The program checks the answer store for existing entries before it adds new entries. If existing entries are found, the program stops.


Prepare your own data for training the classifier and populating the answer store

Use the following information to train the classifier on your own data.

A command-line program that trains a classifier in included in the app. It does the following tasks:

  • Generates the training.json file used by the application at runtime.
  • Generates the answers.json file for populating the answer store via a curl command.

After these files are generated, you replace the sample .json files with them.

Prerequisites

The following information assumes that you have collected and curated ground truth for the application. To use this data in the app, the data must be in a specific format, and it must contain all of the following elements:

  • Representative questions.
  • Answers to all representative questions.
  • A unique associated class name for each answer.
  • An associated canonical question for each answer. The canonical question can be an actual question or a paraphrase of one.
  • An answer associated by a unique class name with each question.

The methodology for acquiring this data and ensuring that it meets the requirements is outside of the scope of these instructions.

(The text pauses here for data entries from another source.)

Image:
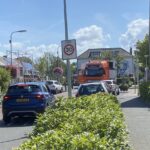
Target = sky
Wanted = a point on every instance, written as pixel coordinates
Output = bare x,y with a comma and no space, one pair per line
93,23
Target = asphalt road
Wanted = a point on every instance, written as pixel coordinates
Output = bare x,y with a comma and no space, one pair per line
14,133
137,116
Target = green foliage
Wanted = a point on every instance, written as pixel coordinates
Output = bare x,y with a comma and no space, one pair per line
144,89
88,122
5,78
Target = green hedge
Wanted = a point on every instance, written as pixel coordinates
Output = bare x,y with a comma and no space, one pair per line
93,122
144,89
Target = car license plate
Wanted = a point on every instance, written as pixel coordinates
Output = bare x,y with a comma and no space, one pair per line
21,100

  1. Generate a CSV file for questions. Use the following format in the questions.csv: QuestionText, LabelId.
| Term  | Description |
| ------------- | ------------- |
| QuestionText  | The text of the question.  |
| LabelId  | The unique id of the class that a question corresponds to. It matches the LabelId in the answers file.  |  
  1. Generate a CSV file for answers. The command-line program uses a .csv file as input to create and populate an answer store. Use the following format in the answers.csv: LabelId, CanonicalQuestion.
| Term  | Description |
| ------------- | ------------- |
| LabelId  | The unique id of the label for an answer. It matches the LabelId in the questions file.  |
| CanonicalQuestion  | The canonical question that is associated with an answer.  |  

 Classes that have no answer value are excluded and are not added to the answer store.
  1. For each LabelId in your CSV files, create an HTML file containing formatted answer text in a directory. (The example location is questions-with-classifier-ega-war/src/main/resources/answers.) The file should be named ${LabelID}.html. When you call the 'classify' REST API and pass a question or text string, the classifier responds with a list of classes that are best associated with that text string based on its training data and algorithms. If you want to show the user an answer for those classes, you must associate each class with some answer text.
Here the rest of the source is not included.